By Joseph A. Giannone

NEW YORK (Reuters) - A campaign by a tiny brokerage to force Wall Street watchdog FINRA to open its books lives on after a judge denied the regulator's request for dismissal.

Judge John Mott of District of Columbia Superior Court ruled on February 3 that the Financial Industry Regulatory Authority is not entitled to immunity and that Amerivet Securities may proceed with its lawsuit.

The California firm sued FINRA, a private company that regulates broker-dealers, in 2009 to provide more disclosure of its finances, executive pay and other issues.

Amerivet submitted seven proxy proposals, on these and other issues, that were overwhelmingly approved by FINRA members in its annual meeting last year. FINRA's board did not implement any of the nonbinding proposals, although it agreed to more fully disclose compensation for top executives.

A court hearing is scheduled for March 4 in Washington, Amerivet's attorney, William Anderson, said.

A FINRA spokeswoman declined to comment.

"Problems at FINRA persist: organizational transparency is practically nonexistent, the FINRA ombudsman is all but a joke, FINRA executives and board seem to operate without accountability, and there has been no reform with respect to executive compensation," Amerivet President Elton Johnson wrote in a letter dated February 7 to FINRA's 4,700 member firms.
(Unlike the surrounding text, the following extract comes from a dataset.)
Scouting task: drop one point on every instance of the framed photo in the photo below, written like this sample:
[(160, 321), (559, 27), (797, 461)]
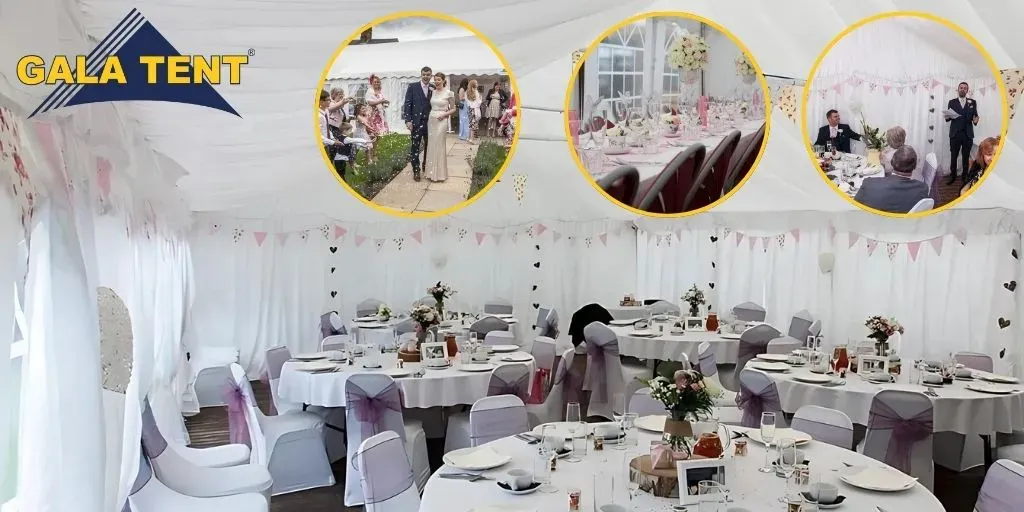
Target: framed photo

Johnson, a lieutenant colonel in the U.S. Army Reserve, is scheduled to begin his third tour of duty in Afghanistan in the next two weeks. He was not immediately available to comment.


FINRA is not a household name but wields great power as Wall Street's self-regulatory organization. Its former chief executive, Mary Schapiro, took over as chairman of the Securities and Exchange Commission. Another former FINRA executive, Elisse Walter, is an SEC commissioner.

Johnson complained that FINRA has performed poorly as a cop on the beat, noting in particular its failure to catch the massive Bernard Madoff Ponzi scheme or to slow the excesses of the great credit bubble that led to the 2008 financial crisis.

At the same time, Johnson says the regulator's officers are overpaid. Schapiro, he noted, received $7.6 million in retirement benefits and a bonus of $1.3 million in 2008.

The SEC recently approved a rule requiring U.S. companies give shareholders a non-binding vote on executive pay.

By contrast, Johnson wrote, FINRA's board last year declined to adopt Johnson's "say on pay" proposal.

"The management and regulatory failures at the SEC and FINRA need to be addressed," he said. "I suggest that they be required to live by the same stringent code that they are supposed to enforce."

Johnson said he intended to submit a new round of proxy proposals to adopt "one-firm, one-vote" governance at FINRA. Currently, a few large firms have just as many votes on the regulator's board as the thousands of smaller firms.

Last year, FINRA's board considered but did not adopt the seven proxy items as proposed and approved by more than two thirds of FINRA's members.

FINRA said in October that an internal investigation found the regulators did not mishandle its $1.6 billion investment portfolio or overpay executives.